Ingest from the source
Pipelines pull from SEC filings, IR pages, news, Hacker News, Reddit, GitHub, YouTube transcripts, prediction markets, and government feeds. Daily at 06:00 UTC via GitHub Actions. No web scraping of paywalled content.
Every rule the pipeline enforces, the exact same wording shipped in agents.md, /llms.txt, and the auto-publish judge's system prompt. Citable verbatim. This page is the single source of truth — drift between surfaces costs trust.
Pipelines pull from SEC filings, IR pages, news, Hacker News, Reddit, GitHub, YouTube transcripts, prediction markets, and government feeds. Daily at 06:00 UTC via GitHub Actions. No web scraping of paywalled content.
Each candidate is scored against the pipeline's quality rubric: number of evidence URLs, number of independent source classes, presence of fallback flags, semantic clarity of the directional claim. Output is a quality band and a publishable boolean.

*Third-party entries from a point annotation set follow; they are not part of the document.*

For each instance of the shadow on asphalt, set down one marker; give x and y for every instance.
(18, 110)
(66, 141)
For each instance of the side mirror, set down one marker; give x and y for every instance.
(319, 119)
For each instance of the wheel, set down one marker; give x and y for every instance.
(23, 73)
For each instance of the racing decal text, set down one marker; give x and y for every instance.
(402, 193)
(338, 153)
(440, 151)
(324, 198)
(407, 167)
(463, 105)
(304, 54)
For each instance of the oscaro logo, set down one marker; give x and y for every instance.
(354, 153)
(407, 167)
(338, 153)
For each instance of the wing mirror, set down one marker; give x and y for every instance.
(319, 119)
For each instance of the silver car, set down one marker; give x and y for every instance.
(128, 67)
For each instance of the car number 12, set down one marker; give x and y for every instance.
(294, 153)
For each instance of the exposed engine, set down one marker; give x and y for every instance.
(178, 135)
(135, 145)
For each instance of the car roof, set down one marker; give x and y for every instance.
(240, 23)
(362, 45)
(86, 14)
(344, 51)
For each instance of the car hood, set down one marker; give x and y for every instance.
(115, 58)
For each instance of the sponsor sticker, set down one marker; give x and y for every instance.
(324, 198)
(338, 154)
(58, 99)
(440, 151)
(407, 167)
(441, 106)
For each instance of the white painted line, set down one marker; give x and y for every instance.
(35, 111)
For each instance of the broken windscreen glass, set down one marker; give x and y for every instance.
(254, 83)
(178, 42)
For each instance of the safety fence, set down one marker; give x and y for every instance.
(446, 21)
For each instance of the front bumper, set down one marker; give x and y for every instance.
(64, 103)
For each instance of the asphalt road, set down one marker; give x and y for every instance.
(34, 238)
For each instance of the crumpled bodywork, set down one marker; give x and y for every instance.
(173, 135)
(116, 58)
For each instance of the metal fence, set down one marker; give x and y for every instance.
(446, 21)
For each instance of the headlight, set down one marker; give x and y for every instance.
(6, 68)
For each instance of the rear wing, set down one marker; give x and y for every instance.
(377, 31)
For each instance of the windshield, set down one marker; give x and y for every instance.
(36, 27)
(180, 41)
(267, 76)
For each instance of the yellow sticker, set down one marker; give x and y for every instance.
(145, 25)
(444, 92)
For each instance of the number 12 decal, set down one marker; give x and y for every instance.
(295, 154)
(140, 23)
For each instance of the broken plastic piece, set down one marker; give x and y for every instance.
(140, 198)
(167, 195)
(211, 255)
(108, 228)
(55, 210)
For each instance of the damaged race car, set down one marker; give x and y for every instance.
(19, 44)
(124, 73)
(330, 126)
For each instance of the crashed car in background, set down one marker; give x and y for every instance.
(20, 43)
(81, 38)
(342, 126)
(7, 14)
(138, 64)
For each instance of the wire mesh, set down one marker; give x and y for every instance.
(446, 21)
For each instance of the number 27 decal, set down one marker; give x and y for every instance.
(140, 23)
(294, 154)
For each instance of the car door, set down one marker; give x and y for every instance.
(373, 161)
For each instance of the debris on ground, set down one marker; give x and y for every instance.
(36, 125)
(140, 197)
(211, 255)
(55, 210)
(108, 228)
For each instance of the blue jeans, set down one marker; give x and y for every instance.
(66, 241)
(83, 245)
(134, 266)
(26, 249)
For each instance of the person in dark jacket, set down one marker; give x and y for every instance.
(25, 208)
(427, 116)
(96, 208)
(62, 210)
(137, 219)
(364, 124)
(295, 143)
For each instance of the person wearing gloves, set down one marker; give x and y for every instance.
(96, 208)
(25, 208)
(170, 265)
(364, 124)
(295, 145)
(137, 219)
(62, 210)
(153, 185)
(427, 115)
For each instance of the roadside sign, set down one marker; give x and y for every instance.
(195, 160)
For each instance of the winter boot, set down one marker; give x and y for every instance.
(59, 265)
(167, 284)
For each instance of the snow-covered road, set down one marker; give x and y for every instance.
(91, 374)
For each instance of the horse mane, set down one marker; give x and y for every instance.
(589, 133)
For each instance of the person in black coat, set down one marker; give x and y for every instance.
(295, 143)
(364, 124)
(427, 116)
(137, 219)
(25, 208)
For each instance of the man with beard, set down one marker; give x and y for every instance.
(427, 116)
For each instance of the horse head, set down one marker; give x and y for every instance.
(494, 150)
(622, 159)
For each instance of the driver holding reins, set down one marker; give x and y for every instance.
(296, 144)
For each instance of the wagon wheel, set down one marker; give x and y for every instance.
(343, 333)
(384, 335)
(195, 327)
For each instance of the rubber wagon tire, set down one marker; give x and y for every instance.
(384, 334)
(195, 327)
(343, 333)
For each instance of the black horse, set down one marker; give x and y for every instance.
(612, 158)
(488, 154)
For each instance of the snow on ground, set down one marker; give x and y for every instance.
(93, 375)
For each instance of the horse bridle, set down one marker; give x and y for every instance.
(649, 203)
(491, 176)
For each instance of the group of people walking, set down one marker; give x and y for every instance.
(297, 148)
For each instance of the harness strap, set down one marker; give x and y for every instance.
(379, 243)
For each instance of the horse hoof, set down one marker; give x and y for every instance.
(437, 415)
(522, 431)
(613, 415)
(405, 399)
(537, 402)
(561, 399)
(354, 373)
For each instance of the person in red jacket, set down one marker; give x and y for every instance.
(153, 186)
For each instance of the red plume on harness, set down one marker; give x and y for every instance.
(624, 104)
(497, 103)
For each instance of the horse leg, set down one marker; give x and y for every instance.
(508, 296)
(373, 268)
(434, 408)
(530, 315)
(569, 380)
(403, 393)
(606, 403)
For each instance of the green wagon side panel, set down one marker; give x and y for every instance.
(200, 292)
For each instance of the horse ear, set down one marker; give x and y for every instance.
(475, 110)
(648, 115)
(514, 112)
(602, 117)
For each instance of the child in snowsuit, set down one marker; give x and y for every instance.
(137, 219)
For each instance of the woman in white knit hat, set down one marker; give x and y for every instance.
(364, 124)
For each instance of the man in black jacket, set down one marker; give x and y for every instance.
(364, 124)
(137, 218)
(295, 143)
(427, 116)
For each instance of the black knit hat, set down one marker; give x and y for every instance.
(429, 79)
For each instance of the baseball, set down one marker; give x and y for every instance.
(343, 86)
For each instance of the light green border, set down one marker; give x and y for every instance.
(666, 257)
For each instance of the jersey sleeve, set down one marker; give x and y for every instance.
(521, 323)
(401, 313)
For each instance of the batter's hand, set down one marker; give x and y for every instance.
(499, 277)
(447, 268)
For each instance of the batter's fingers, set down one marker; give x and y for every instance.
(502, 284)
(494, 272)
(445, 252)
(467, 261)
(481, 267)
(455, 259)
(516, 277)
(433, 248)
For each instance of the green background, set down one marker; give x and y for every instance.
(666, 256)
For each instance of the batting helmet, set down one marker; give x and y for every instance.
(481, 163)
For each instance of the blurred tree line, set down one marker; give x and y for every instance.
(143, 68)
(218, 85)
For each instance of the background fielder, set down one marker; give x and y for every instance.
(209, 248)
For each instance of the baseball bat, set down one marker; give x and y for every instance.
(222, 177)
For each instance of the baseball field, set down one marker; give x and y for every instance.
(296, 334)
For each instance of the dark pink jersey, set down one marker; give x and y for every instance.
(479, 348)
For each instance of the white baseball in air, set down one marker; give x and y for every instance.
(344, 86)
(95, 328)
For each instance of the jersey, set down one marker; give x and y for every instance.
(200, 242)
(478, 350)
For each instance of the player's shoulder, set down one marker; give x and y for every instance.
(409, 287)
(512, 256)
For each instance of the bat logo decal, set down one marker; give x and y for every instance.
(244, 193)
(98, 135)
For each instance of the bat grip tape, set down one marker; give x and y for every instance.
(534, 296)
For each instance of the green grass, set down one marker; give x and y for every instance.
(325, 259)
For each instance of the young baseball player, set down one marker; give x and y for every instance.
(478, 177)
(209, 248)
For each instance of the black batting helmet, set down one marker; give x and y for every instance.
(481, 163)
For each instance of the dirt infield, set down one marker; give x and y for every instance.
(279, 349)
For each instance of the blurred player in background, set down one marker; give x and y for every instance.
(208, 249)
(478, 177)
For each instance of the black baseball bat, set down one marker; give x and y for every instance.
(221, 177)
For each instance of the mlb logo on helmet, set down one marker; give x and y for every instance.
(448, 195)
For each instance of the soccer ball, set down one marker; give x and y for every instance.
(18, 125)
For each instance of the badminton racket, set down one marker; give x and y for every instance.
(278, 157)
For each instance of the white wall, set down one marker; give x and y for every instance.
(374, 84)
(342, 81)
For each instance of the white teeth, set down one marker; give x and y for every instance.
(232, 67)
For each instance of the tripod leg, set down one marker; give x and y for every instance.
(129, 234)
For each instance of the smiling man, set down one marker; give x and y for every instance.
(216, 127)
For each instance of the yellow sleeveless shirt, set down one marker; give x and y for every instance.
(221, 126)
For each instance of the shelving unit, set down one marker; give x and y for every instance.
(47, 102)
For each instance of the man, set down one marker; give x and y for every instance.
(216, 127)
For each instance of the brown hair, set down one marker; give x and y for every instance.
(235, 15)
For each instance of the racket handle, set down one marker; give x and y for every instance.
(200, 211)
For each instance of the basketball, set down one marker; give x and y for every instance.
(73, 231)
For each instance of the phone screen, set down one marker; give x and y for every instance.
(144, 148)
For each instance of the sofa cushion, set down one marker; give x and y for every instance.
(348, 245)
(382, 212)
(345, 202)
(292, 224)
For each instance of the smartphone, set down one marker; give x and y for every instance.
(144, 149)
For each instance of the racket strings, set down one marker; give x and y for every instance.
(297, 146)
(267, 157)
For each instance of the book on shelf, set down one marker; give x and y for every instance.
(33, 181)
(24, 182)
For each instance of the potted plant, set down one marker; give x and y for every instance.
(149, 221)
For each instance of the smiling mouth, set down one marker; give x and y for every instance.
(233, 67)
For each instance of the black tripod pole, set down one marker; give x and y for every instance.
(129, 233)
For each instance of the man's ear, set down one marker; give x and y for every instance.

A deterministic rubric runs at 07:00 UTC. Drafts with ≥ 2 independent source classes and pipeline blessing PUBLISH. Prediction-market-only drafts (Manifold, Polymarket, Kalshi alone) KILL — markets reflect crowd opinion, not new information. Borderline cases ESCALATE to an AI judge with the same hard rules in its system prompt.
Every published signal carries a predicted window (e.g. 20 days). At 22:30 UTC, the scorer runs against signals whose window has closed and records hit / miss / push. The result lands in the public hit-rate ledger.
The brief composes five sections from D1: stocks watching for a boom, business ideas to build, lifestyle trends, market perception of operator brands, and product-improvement ideas. Region filter free for everyone. Hit-rate inline on every stock claim.
Every published signal must reference at least two independent sources. If it can't, it doesn't ship — it gets killed by the auto-judge. This is the project's hardest rule; it's why prediction-market-only drafts are explicitly killed even when the upstream pipeline marks them publishable.
Hits / (hits + misses). Pushes (market moves too small to call) are excluded. A signal needs at least 3 scored predictions on its exact type before its direct hit-rate displays; below that, the page shows the family-level rate so a fresh signal type isn't silent. Below the family threshold, the page shows 'early calls' with the current sample, or 'no live calls yet'.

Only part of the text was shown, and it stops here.